The receptors for thyroid hormone (T3R), all-trans-retinoic acid (RAR), and 9-cis-retinoic acid (RXR) bind DNA response elements as homo- and heterodimers. The ligand-binding domains of these receptors contain nine conserved heptads proposed to play a role in dimerization. Mutant receptors with changes in the first or last hydrophobic amino acids in the highly conserved ninth heptad of chick T3R alpha [cT3R alpha(L365R) and cT3R(L372R)] and human RAR alpha (hRAR alpha) [hRAR(M377R) and hRAR(L384R)] reveal that this heptad is essential for certain heterodimeric interactions and for diverse functional activities. Without ligands, wild-type receptors form both homodimers and heterodimers, while these mutants form only homodimers. Surprisingly, the cognate ligand for each mutant enables heterodimer formation between cT3R(L365R) and RAR or RXR and between hRAR(M377R) and T3R or RXR. Both cT3R(L365R) and hRAR(M377R) mediate ligand-dependent transcriptional regulation. However, unlike the wild-type receptor, non-ligand-associated cT3R(L365R) does not suppress the basal activity of certain promoters containing thyroid hormone response elements, suggesting that this silencing effect of T3R is mediated by unliganded heterodimers of T3R and endogenous RXR or related factors. Heterodimerization is also necessary for the strong ligand-independent inhibition between T3R and RAR on a common response element, since the ninth-heptad mutants function as poor inhibitors. However, with a T3R-specific response element, hRAR(M377R) acts as a retinoic acid-dependent inhibitor of cT3R, indicating the importance of heterodimerization for this inhibition. Our studies also suggest that the ninth heptad is necessary for the dominant inhibition of wild-type T3Rs by mutant T3Rs, as has been found for the thyroid hormone-resistant syndrome in humans. Thus, the ninth heptad repeat is required for heterodimerization, suppression of basal promoter activity, and dominant negative effects of T3R and RAR. Lastly, the finding that cT3R(L365R) and hRAR(M377R) require ligands for heterodimer formation also raises the possibility that heterodimeric interactions are mediated by the ninth heptad without ligands but by a second region of these receptors with ligands.
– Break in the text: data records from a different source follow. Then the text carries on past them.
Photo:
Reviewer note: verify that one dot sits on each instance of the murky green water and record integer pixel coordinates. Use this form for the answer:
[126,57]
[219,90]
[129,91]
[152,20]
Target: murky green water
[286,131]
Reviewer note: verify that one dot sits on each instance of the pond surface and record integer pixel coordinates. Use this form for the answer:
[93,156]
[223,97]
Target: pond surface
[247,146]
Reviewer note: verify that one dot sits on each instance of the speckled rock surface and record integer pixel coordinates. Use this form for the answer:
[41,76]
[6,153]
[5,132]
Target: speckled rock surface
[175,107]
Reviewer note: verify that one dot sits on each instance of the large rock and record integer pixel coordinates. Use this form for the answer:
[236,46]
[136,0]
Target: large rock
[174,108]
机译:甲状腺激素(T3R),全反式视黄酸(RAR)和9-顺式视黄酸(RXR)的受体将DNA反应元件结合为同二聚体和异二聚体。这些受体的配体结合域包含九个保守的七聚体,被提议在二聚作用中发挥作用。高度保守的雏鸡T3R alpha [cT3R alpha(L365R)和cT3R(L372R)]和人RAR alpha(hRAR alpha)[hRAR(M377R)和hRAR( L384R)]揭示了该七肽对于某些异二聚体相互作用和多种功能活性是必不可少的。没有配体,野生型受体既形成同二聚体又形成异二聚体,而这些突变体仅形成同二聚体。令人惊讶地,每个突变体的同源配体使得能够在cT3R(L365R)与RAR或RXR之间以及在hRAR(M377R)与T3R或RXR之间形成异二聚体。 cT3R(L365R)和hRAR(M377R)都介导配体依赖性转录调控。但是,与野生型受体不同,非配体相关的cT3R(L365R)不会抑制某些含有甲状腺激素反应元件的启动子的基础活性,这表明T3R的这种沉默作用是由T3R的非配体异源二聚体和内源性RXR介导的或相关因素。异二聚化对于T3R和RAR之间在共同应答元件上的强不依赖配体的抑制作用也是必需的,因为第九个七聚体突变体起着弱抑制剂的作用。但是,具有T3R特异性应答元件,hRAR(M377R)充当cT3R的视黄酸依赖性抑制剂,表明异二聚化对此抑制作用的重要性。我们的研究还表明,第九个七肽对于突变T3R显性抑制野生型T3R是必需的,正如人类甲状腺激素抵抗综合征所发现的那样。因此,第九个七肽重复是异源二聚化,抑制基础启动子活性以及T3R和RAR的显性负作用所必需的。最后,发现cT3R(L365R)和hRAR(M377R)需要异源二聚体形成的配体的发现也增加了异源二聚体相互作用是由没有配体的第九个七肽介导的,而是由这些具有配体的受体的第二个区域介导的。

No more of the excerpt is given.